ANKARA (AA) – 27 Kasım 2019’da imzalanan anlaşma, iki ülkenin Akdeniz’de belirlenen sınırlar içinde doğal kaynaklarda hak talep edebilecekleri anlamına geliyor.
Dönemin Libya Başbakanı Fayiz es-Serrac ile Cumhurbaşkanı Recep Tayyip Erdoğan’ın görüşmesinin ardından Libya’da kalıcı barış, istikrar ve güvenliğin sağlanmasına katkıda bulunmak ve karşılıklı fayda temelinde mümkün olan tüm alanlarda ilişkiler geliştirmek amacıyla imzalanan anlaşma, 2020’de Birleşmiş Milletler (BM) Genel Sekreteri Antonio Guterres tarafından BM Şartı’nın 102. maddesi gereğince onaylandı.
Hakkaniyet ilkesi ve uluslararası hukuk kurallarına uygun düzenlenen Türkiye-Libya deniz yetki alanları anlaşması, her iki ülkenin de Doğu Akdeniz’deki hak ve çıkarlarını korumayı amaçlıyor.
Anlaşma, BM tarafından onaylanmasına rağmen tepki çekti
BM’nin onayına rağmen Mısır, Avrupa Birliği (AB), Yunanistan ve Güney Kıbrıs Rum Yönetimi (GKRY) anlaşmaya karşı durdu.
Anlaşmaya tepki göstermek amacıyla Yunanistan, o dönem Libya’nın Atina Büyükelçisi olan Muhammed el-Menfi’ye mutabakatın içeriğini sunması için ültimatom verdi. El-Menfi, verilen ültimatoma uymayınca Yunanistan tarafından istenmeyen adam ilan edildi.
El-Menfi’nin, Aralık 2019’da Yunanistan’ı 72 saat içinde terk etmesi istendi ve Libya’ya döndükten yaklaşık 1,5 yıl sonra Libya Başkanlık Konseyi Başkanı olarak ülke yönetiminin başına geldi.
El-Menfi, bu göreve geldikten bir ay sonra ise kendisini istenmeyen adam ilan eden Yunanistan Başbakanı Kiryakos Miçotakis ile Dışişleri Bakanı Nikos Dendias’ı, Trablus’ta kabul etti.
“Türk dış politikası için başarılı bir anlaşma”
Arel Üniversitesi Uluslararası İlişkiler Bölüm Başkanı ve Uluslararası Diplomatlar Birliği Başkan Yardımcısı Prof. Dr. Uğur Özgöker, anlaşmanın imzalanmasının beşinci yılında, AA muhabirine değerlendirmede bulundu.

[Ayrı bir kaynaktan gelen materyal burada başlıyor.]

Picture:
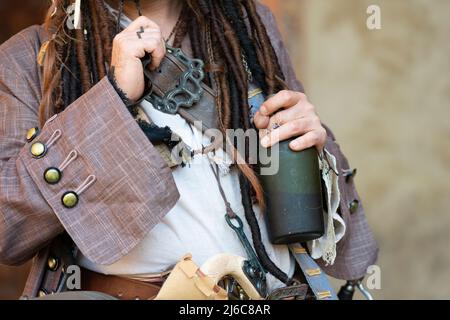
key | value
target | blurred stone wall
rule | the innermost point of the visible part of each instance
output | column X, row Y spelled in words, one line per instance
column 386, row 95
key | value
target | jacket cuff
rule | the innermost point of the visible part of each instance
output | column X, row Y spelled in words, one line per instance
column 131, row 190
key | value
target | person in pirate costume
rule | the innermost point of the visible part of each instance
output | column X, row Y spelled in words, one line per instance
column 86, row 176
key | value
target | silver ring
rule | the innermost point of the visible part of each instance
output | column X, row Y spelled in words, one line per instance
column 140, row 32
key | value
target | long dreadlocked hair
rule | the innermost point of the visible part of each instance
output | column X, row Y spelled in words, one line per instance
column 228, row 35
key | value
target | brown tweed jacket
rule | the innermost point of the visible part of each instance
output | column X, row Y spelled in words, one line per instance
column 133, row 189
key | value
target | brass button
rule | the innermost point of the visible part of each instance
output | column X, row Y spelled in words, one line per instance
column 353, row 206
column 52, row 175
column 32, row 133
column 42, row 293
column 69, row 199
column 38, row 149
column 52, row 263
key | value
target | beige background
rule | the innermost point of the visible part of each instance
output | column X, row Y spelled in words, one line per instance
column 386, row 94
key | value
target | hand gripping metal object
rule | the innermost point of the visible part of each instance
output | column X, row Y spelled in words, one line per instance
column 188, row 89
column 252, row 268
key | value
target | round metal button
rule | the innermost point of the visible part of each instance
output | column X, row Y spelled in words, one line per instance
column 52, row 175
column 52, row 263
column 69, row 199
column 32, row 133
column 350, row 174
column 353, row 206
column 38, row 149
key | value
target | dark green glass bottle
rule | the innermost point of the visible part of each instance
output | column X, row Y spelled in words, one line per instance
column 294, row 207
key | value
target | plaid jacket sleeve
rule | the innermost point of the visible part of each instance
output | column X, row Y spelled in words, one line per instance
column 358, row 249
column 133, row 188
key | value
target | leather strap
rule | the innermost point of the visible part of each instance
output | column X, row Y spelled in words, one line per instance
column 167, row 77
column 119, row 287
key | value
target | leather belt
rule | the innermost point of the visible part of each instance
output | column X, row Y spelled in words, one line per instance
column 119, row 287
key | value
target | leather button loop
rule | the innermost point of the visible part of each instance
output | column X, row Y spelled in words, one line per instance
column 42, row 293
column 32, row 133
column 52, row 263
column 353, row 206
column 52, row 175
column 38, row 149
column 69, row 199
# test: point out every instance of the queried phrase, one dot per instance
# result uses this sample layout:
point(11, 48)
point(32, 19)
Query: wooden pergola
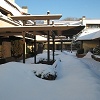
point(35, 30)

Özgöker, 2019’da Türkiye-Libya arasında imzalanan anlaşmanın BM tarafından da tanındığını hatırlattı.
Anlaşmanın ardından Yunanistan’ın tepki gösterdiğini dile getiren Prof. Dr. Özgöker, “Yunanistan ve Kıbrıs Rum kesimi, ikisi de AB üyesi olması hasebiyle Türkiye’yi Doğu Akdeniz’den enerji yollarından dışlamak için çeşitli stratejiler geliştirdiler.” dedi.
Özgöker, Türkiye’nin akıllı politikalar izlediğini vurgulayarak Yunanistan’ın söz konusu planlarını boşa çıkardığını, Yunanistan’ın GKRY’nin AB üyeliğini kullanarak “Seville Haritası” çıkardığını kaydetti.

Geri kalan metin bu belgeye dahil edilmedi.